Aí voltamos ao problema da governação. Acho que sim. Infelizmente vejo alguma descoordenação na governação entre a Agricultura e o Ambiente. Por um lado, é esperada pressão que o Ministério da Agricultura faz, mas na prática o que vemos é um certo desentendimento, com o Ministério da Agricultura a aprovar, ou a defender, alguns projectos que não têm viabilidade.

E no Alentejo as áreas de regadio são muito maiores.

É onde hoje em dia a agricultura é rentável. Não demonizo, mas temos de ter cuidado. Há aqui uma questão de governação que a certa altura a agricultura assegura financiamento para certos projectos sem aparentemente haver intervenção do Ministério do Ambiente, para dizer que nem vale a pena arranjar financiamento para esse projecto porque não há água. Depois a certa altura já se criaram expectativas... Choca-me muitas vezes ouvir a ministra da Agricultura [Maria do Céu Antunes] anunciar novos perímetros de rega. Mas isso já passou pelo Ministério do Ambiente? Pode anunciar a intenção, mas não devia, cria expectativas. Também me choca alguns discursos a dizer que a água se perde para o mar.

Mas isso não é um problema?

A água é da natureza, nós é que estamos a pedir emprestada à natureza. Não sou um defensor intransigente dos direitos da natureza, e já há muitos advogados a falarem disso. É interessante, porque começa a haver países em que a natureza tem direitos, mas a verdade é que escoa dos rios e não se perde para o mar, ela está lá a fazer o seu serviço.

Os canais que vêm da albufeira de Santa Clara, construídos nos anos 1960, vão para o mar.

Aí há uma questão hidráulica, que é o controle de sistemas de rega por montante ou por jusante. Há muitos sistemas em que a água é libertada a montante, e a água escoa no canal, os agricultores têm de ir buscar água ao canal. Se não houver sincronização, ao longo do percurso vão sendo captados volumes, e eu quero que no final se desperdice muito pouco. Acontece que às vezes os agricultores não tiram o que estava previsto e há um excedente que é libertado no canal de rega, aí a natureza não tem a ver, aí há um desperdício mesmo. Mas há soluções hidráulicas para resolver o problema. Um armazenamento no final do canal, eventualmente até substituir todo o sistema.

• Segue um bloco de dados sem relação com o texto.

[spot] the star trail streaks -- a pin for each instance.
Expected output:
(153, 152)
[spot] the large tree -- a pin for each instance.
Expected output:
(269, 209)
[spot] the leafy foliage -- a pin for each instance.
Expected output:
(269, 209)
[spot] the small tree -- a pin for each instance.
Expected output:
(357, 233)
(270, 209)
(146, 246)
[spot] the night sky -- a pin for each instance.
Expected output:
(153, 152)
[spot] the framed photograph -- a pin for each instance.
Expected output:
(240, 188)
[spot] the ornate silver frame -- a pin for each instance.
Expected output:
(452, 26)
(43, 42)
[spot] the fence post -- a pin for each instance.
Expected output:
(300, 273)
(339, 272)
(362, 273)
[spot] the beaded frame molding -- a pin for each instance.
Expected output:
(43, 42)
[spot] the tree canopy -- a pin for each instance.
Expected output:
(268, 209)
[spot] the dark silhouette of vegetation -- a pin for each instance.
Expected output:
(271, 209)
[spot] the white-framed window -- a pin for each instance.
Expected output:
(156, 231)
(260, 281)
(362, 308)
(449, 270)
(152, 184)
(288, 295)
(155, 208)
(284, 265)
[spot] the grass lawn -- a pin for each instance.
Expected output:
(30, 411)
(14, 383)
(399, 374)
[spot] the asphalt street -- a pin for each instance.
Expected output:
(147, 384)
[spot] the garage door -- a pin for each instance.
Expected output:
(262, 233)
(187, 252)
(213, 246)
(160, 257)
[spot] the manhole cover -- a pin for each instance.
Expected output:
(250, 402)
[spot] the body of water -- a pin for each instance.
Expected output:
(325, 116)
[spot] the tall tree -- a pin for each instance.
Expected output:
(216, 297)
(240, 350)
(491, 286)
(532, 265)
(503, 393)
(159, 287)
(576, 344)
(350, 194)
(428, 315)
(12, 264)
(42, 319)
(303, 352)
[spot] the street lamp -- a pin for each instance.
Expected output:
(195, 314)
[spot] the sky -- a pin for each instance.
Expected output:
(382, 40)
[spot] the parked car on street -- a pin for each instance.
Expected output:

Se nos pusermos no lugar de uma pessoa que tem ali uma horta, cortam-lhes a água este ano, como tem acontecido a pequenos agricultores, os chamados precários. Veem a água que acaba por ir parar ao mar.

Pois, é difícil explicar isso. Realmente exige um estudo do sistema e arranjar forma de não desperdiçar.

Como mensagem, queria dizer que tudo isto é um processo, nós temos de melhorar sempre, reconhecer que muitos dos problemas que existem têm várias causas, falta de financiamento, falta de conhecimento... temos de colmatar essas lacunas, e ir resolvendo os problemas, sempre com uma visão de futuro. E tem de haver uma contribuição de todos. Não vai ser o Estado que vai resolver, não vai ser a iniciativa privada, não vai ser a agricultura. É todos juntos, com vontade de colaborar.